From the Division of Epidemiology & Community Health, University of Minnesota School of Public Health, Minneapolis, MN.
Department of Epidemiology, University of Pittsburgh School of Public Health, Pittsburgh, PA.
Epidemiology. 2024 Jul 1;35(4):489-498. doi: 10.1097/EDE.0000000000001734. Epub 2024 Mar 29.
Prepregnancy body mass index (BMI) and gestational weight gain (GWG) are determinants of maternal and child health. However, many studies of these factors rely on error-prone self-reported measures.
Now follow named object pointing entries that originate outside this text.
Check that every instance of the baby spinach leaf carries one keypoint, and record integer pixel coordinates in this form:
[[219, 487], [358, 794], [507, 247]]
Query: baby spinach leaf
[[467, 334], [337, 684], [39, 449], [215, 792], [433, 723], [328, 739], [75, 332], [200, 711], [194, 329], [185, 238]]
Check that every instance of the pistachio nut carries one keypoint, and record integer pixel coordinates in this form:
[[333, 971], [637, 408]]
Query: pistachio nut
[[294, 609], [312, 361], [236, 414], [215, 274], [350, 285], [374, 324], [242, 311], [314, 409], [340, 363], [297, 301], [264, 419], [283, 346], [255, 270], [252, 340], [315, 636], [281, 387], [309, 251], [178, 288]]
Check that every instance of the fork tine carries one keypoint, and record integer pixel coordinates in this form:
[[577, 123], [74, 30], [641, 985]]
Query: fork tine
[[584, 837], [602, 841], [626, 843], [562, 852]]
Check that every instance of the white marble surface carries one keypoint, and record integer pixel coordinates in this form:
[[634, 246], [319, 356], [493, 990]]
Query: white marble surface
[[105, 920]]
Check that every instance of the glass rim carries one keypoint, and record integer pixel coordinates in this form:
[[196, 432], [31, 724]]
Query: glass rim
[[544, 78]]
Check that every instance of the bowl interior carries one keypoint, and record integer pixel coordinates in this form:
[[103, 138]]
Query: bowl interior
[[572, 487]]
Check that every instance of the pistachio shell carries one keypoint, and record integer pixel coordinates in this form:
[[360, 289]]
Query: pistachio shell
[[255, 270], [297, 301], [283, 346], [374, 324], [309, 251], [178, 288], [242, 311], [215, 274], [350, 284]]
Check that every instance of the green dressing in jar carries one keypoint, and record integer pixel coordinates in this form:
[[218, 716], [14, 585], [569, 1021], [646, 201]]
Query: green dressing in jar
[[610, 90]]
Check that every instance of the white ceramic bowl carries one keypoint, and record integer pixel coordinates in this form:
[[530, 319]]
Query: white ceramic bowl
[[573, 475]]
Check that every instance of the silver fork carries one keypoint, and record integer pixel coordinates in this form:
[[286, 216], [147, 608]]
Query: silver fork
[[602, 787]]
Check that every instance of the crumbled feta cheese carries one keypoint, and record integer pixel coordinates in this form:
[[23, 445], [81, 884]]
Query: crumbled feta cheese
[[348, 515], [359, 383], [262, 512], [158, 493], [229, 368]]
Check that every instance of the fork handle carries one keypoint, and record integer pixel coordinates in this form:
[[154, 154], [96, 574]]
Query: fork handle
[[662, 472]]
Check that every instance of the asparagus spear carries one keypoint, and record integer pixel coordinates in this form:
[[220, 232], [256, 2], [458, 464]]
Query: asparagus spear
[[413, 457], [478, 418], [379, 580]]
Using data from Life-course Experiences And Pregnancy (LEAP), a US-based cohort, we assessed the validity of prepregnancy BMI and GWG recalled on average 8 years postpartum against medical record data treated as alloyed gold standard ("true") values. We calculated probabilities of being classified into a self-reported prepregnancy BMI or GWG category conditional on one's true category (analogous to sensitivities and specificities) and probabilities of truly being in each prepregnancy BMI or GWG category conditional on one's self-reported category (analogous to positive and negative predictive values).
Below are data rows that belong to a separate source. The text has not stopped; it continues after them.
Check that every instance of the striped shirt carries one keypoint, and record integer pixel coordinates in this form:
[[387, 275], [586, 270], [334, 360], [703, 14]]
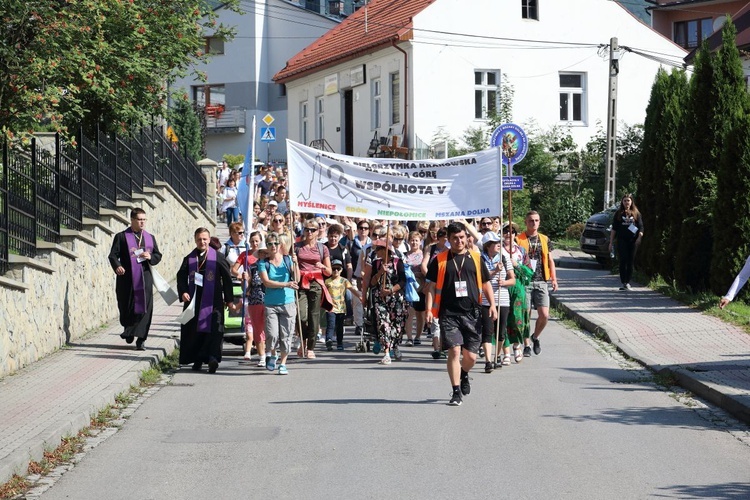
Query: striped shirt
[[502, 299]]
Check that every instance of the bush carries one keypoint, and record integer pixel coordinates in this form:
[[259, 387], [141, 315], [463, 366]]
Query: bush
[[575, 231], [563, 207]]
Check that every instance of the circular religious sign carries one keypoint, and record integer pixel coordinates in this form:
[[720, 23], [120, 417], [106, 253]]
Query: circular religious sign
[[512, 140]]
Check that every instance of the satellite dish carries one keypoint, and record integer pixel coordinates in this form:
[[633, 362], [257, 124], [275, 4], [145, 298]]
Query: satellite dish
[[719, 23]]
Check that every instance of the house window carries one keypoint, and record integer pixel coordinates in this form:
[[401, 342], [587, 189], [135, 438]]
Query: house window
[[319, 119], [572, 97], [209, 95], [395, 98], [689, 34], [303, 122], [530, 9], [214, 45], [486, 93], [376, 92]]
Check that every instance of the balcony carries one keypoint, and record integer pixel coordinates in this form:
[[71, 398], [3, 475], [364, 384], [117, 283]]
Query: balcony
[[221, 120]]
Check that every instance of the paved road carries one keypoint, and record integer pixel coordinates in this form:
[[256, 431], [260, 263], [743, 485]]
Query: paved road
[[567, 424]]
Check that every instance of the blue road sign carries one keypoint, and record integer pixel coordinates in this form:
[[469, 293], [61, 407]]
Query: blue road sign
[[512, 183], [268, 134], [512, 140]]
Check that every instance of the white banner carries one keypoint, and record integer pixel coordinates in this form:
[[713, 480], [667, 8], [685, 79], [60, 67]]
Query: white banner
[[390, 188]]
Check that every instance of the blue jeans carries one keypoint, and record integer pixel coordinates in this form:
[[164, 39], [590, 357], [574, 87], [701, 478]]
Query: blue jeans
[[233, 215], [335, 324]]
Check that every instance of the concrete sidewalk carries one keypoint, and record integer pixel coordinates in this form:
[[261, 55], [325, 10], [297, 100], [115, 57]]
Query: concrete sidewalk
[[708, 357], [59, 394]]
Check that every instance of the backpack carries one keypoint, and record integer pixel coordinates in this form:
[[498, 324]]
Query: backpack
[[300, 244], [410, 292]]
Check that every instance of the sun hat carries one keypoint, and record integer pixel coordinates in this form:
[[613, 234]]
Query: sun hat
[[491, 236]]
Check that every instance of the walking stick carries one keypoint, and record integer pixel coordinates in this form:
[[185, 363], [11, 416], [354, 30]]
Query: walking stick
[[295, 267]]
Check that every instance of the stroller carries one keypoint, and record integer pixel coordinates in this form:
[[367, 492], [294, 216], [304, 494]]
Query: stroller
[[369, 334]]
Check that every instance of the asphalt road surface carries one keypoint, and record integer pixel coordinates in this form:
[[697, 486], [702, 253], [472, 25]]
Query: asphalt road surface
[[569, 423]]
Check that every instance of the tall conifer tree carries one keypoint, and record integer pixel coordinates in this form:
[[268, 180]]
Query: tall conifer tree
[[668, 154], [732, 205], [647, 187], [690, 224]]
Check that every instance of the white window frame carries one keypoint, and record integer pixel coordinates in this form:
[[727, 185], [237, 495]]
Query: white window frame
[[394, 84], [320, 121], [376, 91], [530, 9], [571, 93], [303, 122], [484, 92]]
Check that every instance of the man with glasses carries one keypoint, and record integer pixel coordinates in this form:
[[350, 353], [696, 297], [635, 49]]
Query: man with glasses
[[133, 253], [539, 249], [356, 249], [236, 244]]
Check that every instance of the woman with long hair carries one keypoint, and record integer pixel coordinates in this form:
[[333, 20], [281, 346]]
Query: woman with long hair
[[627, 225], [315, 266], [386, 284], [255, 315], [501, 277], [279, 276]]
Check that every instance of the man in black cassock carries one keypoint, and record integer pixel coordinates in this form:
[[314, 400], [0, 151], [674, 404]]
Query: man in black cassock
[[204, 272], [133, 253]]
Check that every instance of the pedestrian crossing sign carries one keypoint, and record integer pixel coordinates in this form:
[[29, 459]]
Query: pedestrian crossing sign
[[268, 134]]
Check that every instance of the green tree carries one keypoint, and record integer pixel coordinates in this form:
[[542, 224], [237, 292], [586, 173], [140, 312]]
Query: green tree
[[187, 126], [648, 187], [234, 161], [715, 107], [96, 61], [732, 243], [662, 172], [731, 209], [695, 176]]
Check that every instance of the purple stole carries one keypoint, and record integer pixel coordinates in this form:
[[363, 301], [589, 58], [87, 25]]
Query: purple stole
[[136, 270], [206, 307]]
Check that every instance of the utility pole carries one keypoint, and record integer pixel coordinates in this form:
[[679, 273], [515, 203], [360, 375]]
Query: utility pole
[[610, 167]]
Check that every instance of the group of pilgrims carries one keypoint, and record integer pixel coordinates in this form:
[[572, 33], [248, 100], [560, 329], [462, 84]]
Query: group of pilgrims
[[371, 273]]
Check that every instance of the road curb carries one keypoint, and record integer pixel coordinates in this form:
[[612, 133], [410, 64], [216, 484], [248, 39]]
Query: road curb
[[685, 378]]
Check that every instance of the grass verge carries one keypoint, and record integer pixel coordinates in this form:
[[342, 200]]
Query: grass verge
[[736, 313], [70, 445]]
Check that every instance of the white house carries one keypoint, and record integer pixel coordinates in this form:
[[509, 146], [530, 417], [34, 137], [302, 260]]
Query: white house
[[240, 85], [414, 67]]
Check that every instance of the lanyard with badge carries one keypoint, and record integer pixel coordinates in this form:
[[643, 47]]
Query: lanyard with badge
[[534, 250], [138, 251], [198, 275], [461, 287]]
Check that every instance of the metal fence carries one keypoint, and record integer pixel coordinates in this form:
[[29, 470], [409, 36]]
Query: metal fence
[[45, 188]]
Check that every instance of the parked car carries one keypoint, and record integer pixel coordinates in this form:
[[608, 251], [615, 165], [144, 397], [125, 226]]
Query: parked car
[[595, 237]]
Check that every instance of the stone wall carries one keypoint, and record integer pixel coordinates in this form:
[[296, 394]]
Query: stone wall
[[68, 290]]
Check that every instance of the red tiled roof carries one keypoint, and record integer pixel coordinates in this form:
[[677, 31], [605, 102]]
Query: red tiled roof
[[387, 21]]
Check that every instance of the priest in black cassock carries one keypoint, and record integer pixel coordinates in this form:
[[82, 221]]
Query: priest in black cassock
[[204, 277], [133, 253]]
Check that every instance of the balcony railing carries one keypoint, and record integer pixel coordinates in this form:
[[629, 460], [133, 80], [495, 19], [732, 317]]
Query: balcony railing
[[221, 120]]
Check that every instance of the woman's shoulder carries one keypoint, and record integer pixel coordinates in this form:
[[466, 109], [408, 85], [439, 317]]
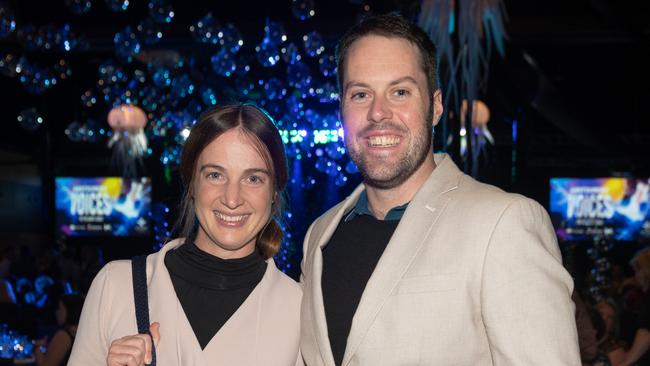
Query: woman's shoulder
[[281, 282]]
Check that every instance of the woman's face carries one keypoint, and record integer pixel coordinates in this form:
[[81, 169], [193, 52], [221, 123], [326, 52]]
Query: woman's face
[[233, 193], [608, 314]]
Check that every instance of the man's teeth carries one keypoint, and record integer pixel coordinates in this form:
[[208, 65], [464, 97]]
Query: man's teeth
[[230, 218], [375, 141]]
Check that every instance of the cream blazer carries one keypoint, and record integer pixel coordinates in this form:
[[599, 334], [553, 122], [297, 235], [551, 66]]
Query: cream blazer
[[472, 276], [264, 330]]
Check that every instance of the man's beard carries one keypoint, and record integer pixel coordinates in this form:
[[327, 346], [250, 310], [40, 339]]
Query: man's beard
[[406, 166]]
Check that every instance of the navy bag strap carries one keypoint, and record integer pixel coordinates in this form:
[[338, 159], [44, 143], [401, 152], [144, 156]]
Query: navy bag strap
[[139, 271]]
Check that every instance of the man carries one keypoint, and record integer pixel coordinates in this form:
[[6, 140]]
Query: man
[[422, 265]]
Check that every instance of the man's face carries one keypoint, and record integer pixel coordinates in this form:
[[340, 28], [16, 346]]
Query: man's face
[[386, 110]]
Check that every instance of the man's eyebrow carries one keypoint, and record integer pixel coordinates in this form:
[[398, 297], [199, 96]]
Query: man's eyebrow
[[257, 170], [247, 171], [211, 166], [354, 83], [403, 79]]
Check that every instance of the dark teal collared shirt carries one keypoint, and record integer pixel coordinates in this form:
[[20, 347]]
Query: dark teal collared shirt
[[361, 208]]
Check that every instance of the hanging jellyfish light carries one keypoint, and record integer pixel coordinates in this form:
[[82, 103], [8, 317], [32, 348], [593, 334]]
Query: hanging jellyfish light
[[128, 140], [466, 32]]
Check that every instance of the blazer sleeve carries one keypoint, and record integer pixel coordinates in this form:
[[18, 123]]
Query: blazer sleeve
[[90, 345], [526, 292], [305, 251]]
There was a tendency toward under-reporting prepregnancy BMI. Self-report misclassified 32% (95% confidence interval [CI] = 19%, 48%) of those in LEAP with truly overweight and 13% (5%, 27%) with obesity into a lower BMI category. Self-report correctly predicted the truth for 72% (55%, 84%) with self-reported overweight to 100% (90%, 100%) with self-reported obesity. For GWG, both under- and over-reporting were common; self-report misclassified 32% (15%, 55%) with truly low GWG as having moderate GWG and 50% (28%, 72%) with truly high GWG as moderate or low GWG. Self-report correctly predicted the truth for 45% (25%, 67%) with self-reported high GWG to 85% (76%, 91%) with self-reported moderate GWG. Misclassification of BMI and GWG varied across maternal characteristics.
Findings can be used in quantitative bias analyses to estimate bias-adjusted associations with prepregnancy BMI and GWG.
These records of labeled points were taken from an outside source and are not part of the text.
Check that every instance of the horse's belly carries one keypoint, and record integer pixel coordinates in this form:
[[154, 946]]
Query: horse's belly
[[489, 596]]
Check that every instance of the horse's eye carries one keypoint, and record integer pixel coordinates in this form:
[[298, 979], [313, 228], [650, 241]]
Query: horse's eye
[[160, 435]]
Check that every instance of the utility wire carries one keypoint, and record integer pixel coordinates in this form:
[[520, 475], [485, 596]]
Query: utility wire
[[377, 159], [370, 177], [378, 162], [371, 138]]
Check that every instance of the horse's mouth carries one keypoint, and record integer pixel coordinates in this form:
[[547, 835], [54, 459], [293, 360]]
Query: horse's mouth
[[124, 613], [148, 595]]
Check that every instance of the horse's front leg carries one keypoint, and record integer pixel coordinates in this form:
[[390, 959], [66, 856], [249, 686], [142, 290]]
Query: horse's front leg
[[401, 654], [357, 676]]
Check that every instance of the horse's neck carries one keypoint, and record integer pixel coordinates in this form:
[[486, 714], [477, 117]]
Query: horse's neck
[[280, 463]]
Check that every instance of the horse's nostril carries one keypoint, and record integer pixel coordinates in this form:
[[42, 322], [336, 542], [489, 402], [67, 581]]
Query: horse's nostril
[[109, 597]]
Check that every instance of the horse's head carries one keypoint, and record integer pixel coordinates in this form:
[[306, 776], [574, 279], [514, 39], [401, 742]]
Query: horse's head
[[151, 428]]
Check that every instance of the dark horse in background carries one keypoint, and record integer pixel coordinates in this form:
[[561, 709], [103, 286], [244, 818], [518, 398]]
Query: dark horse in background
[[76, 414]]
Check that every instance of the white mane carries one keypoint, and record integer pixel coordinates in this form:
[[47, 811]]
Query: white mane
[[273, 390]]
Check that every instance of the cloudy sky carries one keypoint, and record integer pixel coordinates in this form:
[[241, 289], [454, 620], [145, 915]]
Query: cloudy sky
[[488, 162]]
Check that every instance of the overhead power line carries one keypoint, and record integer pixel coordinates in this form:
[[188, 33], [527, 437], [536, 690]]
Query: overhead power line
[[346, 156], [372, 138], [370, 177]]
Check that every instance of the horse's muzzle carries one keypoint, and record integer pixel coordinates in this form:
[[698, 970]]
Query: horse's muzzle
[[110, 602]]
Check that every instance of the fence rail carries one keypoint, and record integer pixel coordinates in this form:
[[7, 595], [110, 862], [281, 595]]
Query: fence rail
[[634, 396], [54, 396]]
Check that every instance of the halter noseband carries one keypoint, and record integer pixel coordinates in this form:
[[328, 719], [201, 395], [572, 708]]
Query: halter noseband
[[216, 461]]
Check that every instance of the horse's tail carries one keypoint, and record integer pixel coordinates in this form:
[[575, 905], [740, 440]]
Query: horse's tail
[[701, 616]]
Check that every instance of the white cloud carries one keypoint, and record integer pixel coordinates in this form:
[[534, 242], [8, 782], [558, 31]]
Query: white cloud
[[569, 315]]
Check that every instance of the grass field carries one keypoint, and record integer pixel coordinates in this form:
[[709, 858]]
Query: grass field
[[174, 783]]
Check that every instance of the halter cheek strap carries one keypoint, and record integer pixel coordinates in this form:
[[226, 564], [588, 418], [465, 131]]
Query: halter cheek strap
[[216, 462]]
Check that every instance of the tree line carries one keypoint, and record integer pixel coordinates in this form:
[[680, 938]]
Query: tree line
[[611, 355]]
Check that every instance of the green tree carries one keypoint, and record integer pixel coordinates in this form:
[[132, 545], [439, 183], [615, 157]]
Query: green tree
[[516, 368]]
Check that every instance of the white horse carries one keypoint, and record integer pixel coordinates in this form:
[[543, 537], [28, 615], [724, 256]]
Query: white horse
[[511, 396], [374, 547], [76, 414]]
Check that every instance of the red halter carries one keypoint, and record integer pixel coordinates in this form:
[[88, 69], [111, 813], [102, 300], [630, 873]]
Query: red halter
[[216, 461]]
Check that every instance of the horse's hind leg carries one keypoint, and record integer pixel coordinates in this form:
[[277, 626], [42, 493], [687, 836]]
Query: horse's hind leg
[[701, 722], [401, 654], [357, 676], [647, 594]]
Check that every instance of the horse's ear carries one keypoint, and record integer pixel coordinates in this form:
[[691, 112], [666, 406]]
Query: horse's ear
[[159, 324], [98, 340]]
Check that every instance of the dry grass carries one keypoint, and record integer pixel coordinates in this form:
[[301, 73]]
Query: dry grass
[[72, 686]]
孕前体重指数(BMI)和孕期体重增加(GWG)是母婴健康的决定因素。然而,许多关于这些因素的研究依赖于易出错的自我报告测量。
利用来自美国队列研究 Life-course Experiences And Pregnancy(LEAP)的数据,我们评估了产后平均 8 年回忆的孕前 BMI 和 GWG 与作为混合金标准(“真实”)值的医疗记录数据的有效性。我们根据真实类别计算了被归类为自我报告的孕前 BMI 或 GWG 类别的概率(类似于敏感性和特异性),以及根据自我报告的类别真正处于每个孕前 BMI 或 GWG 类别的概率(类似于阳性和阴性预测值)。
存在低估孕前 BMI 的趋势。自我报告错误地将 32%(95%置信区间[CI] = 19%,48%)的 LEAP 参与者的超重和 13%(5%,27%)的肥胖归入较低的 BMI 类别。自我报告正确预测了 72%(55%,84%)超重的真实情况,100%(90%,100%)肥胖的真实情况。对于 GWG,低报和高报都很常见;自我报告错误地将 32%(15%,55%)的真正低 GWG 归类为中等 GWG,将 50%(28%,72%)的真正高 GWG 归类为中等或低 GWG。自我报告正确预测了 45%(25%,67%)高 GWG 的真实情况,85%(76%,91%)中等 GWG 的真实情况。BMI 和 GWG 的分类错误在孕产妇特征上有所不同。
这些发现可用于定量偏倚分析,以估计与孕前 BMI 和 GWG 相关的偏倚调整关联。